Feeding Frenzy
Feeding Frenzy
Ros Thomas
The Weekend West
Published: Saturday October 3, 2015
I glanced up from my laptop as the cafe door swung open and a draught fanned my face. A spruce gent in a navy blazer entered the cafe and politely closed the door behind him. He squeezed his large frame behind the table next to mine, acknowledging his intrusion with a smile.
I resumed tapping away as he flapped open a newspaper. A waitress soon delivered his coffee and a mound of bacon and eggs. He must have been starving because he immediately shed all gentlemanly conduct and fell upon his plate like a barbarian.
Knife in fist and waving his fork over his breakfast like a harpoon, he stabbed at his eggs and dragged his yolk-smeared knife between his lips. He sawed away at a doorstop of toast and crammed it sideways into his mouth, using his thumb to wedge in the last corner.

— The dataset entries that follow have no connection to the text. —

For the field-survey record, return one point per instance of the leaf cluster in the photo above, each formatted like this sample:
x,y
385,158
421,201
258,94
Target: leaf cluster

When a rasher of bacon refused to submit to the savagery of his table manners, he picked it up with his fingers and gnawed through the rind with his teeth. He chewed with his mouth open, washing down each forkful with a slurp of his coffee. After mopping his plate with a last slab of bread, he swiped the grease off his chin with the back of his hand.
I tried not to look but a morbid fascination with bad manners kept me glancing furtively in his direction. I wasn’t the only customer who’d noticed him: people were staring. That’s when a niggling voice in my head began chiding me. Don’t be such a snob, it said. So what if a bloke makes a spectacle of his breakfast? But I wondered if my neighbour was aware he’d become the centre of attention.
If manners maketh man, then my Great Uncle Andy enjoyed making a mockery of his breeding. He delighted in flouting the politesse at family gatherings. Laced with pre-dinner sherries, he’d bully his peas onto the blade of his knife. With his drinking elbow propped on the table to steady himself, he’d tilt back his head and upend the knife, raining peas into his mouth. Then he’d cast about to see who in the family had taken offence. Most ignored his antics, but as a nine year old, I was agape. I never dared try his trick – it was hard enough spearing peas with my fork.
Uncle Andy found myriad ways to play with his food, mostly for my entertainment. He’d fashion a lumpy volcano from his mashed potatoes and fill the crater with gravy. With his fork, he’d bulldoze a serving of savoury mince into a variety of 3-D shapes. And one by one, he’d herd a pile of limp grey beans off his plate and into hiding in his serviette. “You still have to eat them,” Nan’d admonish her younger brother, already in his 60s. “Don’t think I didn’t see you.”
Uncle Andy was what Mum called a ‘confirmed bachelor,’ using bad manners, isolation and avoidance to keep lady-suitors at bay. Nan maintained he was yet to be seduced by feminine wiles. The rest of the family called him Handy-Andy, but I never saw him build anything. I just admired his cheek.
In our house, table manners are a hit and miss affair. I hear myself parroting the nagging mantras of my childhood: “Elbows off the table, sit up straight, chew with your mouth closed, don’t talk with your mouth full.” And for my teenager’s benefit: “Get that phone off the table!”
My middle lad, aged eight, drives me mad, using his fingers as a fork. I start on him nicely: “Fork in your left hand, knife in your right, darling. You’ve got them the wrong way round. That’s it. Prongs down.” His fingers creep onto his plate again. “For goodness sake!” I cry. “Eat like that, and you won’t be invited anywhere!” Call me a prig but the hallmark of civilisation is that we don’t eat like animals.
These days, too often, we’re eating distractedly in front of the telly. Meals have become solitary occasions instead of social ones. Manners are forgotten as we wolf down a curry watching re-runs of Antiques Roadshow. Dinner-time used to be for round table discussions of the day’s obstacles and adventures. It was a chance to instil the punctilios of politeness in the next generation: the excuse me’s and thank you’s and ‘pass the salt and pepper, please.’
Even on telly, table manners are woeful. As we were watching the final episode of Masterchef last season, celebrity chef Gary Mehigan licked his knife after scraping the sauce off a plate. “Holy cow!” I exclaimed to the corn-fed gourmand beside me on the sofa. “Did you see that?”
“Yeah,” came the reply. “That pork looked undercooked to me.”